Friday night has become Saturday morning and the frat boys and sorority girls who have flowered into young urban professionals fill Lincoln Avenue like a throbbing cloud of jellyfish. A multitude of faces under yellow lights: smiling, laughing, crying, shouting, vacant. Strong shadows play havoc with expressions, eyes glimmer in too-dark sockets, noses are accentuated, double-chins erased. Pulsing bass grooves undulate through brownstone walls while their treble counterparts flow through open doors, present one moment, absent the next.
On the west side of the street, in front of a hospital for children, a group of men in pale striped shirts is getting harassed by an aspiring boxer with a wife-beater and cornrows. The aspiring boxer prances stupidly from one foot to the next, facing the group as he hops backwards down the street. He swings his arms in wide, flailing arcs towards one of the men, hands open, pawing and fondling the shirt sleeves of his seething opponent. The group stops. The boxer stops in front of them. Angry words are exchanged. The boxer takes another provocative slap. Men in the group straighten their shirts and roll their necks, elaborately preparing for a fight as if Hollywood cameras were trained on them.
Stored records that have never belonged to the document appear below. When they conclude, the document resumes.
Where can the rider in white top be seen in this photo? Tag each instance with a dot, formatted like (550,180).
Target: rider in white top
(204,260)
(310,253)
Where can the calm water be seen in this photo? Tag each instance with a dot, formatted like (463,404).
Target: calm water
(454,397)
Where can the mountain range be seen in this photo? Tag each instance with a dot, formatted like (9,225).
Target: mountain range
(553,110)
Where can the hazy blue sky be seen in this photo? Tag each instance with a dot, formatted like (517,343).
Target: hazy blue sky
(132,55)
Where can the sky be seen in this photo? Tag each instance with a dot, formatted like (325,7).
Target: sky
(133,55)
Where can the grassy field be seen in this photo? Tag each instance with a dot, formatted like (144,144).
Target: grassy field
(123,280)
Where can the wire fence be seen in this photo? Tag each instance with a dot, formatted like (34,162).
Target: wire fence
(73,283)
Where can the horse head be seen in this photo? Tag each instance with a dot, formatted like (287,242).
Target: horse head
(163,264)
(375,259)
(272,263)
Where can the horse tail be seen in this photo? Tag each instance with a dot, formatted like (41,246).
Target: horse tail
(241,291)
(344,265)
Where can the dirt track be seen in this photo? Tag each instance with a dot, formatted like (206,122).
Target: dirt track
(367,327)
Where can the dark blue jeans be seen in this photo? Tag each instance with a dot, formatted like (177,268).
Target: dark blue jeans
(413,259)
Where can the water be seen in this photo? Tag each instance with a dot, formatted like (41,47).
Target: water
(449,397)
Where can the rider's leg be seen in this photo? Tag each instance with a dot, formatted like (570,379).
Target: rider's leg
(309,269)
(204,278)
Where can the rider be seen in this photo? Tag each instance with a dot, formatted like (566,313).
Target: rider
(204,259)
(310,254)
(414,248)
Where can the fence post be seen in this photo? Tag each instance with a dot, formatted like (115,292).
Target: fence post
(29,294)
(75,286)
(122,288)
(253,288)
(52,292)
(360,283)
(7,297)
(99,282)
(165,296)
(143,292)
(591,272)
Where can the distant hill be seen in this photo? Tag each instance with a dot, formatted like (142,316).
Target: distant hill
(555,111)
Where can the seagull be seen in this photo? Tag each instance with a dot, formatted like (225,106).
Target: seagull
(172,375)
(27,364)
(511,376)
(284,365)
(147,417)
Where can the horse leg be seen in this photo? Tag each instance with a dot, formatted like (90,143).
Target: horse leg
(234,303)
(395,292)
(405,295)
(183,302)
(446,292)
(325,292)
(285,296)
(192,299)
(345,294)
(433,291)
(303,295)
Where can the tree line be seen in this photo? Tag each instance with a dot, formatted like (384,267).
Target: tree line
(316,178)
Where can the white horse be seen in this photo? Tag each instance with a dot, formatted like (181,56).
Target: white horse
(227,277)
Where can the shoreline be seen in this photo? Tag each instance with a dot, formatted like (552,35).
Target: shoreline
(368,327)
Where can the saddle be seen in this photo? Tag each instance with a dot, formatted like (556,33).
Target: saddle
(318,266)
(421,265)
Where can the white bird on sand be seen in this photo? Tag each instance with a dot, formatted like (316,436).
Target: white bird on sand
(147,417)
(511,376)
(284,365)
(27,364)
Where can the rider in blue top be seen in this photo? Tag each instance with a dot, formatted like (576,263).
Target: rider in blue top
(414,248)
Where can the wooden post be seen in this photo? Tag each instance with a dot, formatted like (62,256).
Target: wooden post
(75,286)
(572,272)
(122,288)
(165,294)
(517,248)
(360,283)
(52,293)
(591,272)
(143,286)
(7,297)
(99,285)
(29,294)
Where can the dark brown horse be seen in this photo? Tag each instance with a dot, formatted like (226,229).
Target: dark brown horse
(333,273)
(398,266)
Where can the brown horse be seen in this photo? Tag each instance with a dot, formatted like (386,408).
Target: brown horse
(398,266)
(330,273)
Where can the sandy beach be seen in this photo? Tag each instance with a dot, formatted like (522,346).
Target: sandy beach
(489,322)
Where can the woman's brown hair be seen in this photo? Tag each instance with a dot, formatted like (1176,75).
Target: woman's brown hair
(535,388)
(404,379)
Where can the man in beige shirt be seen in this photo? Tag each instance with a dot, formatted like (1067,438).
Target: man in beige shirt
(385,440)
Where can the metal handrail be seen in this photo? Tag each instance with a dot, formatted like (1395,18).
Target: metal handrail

On the east side of the street, taxis jockey for fares in a huge, self-defeating automotive snarl. They clog up a six-way intersection and the traffic lights cycle impotently through colors as cars back up further and further. Horns add their shrill voices to the cacophony of human noises as emaciated hipsters dart between cars on their bicycles. Schools of pedestrians follow suit, abruptly wriggling from one side of the intersection to another, swimming against the current of taxis.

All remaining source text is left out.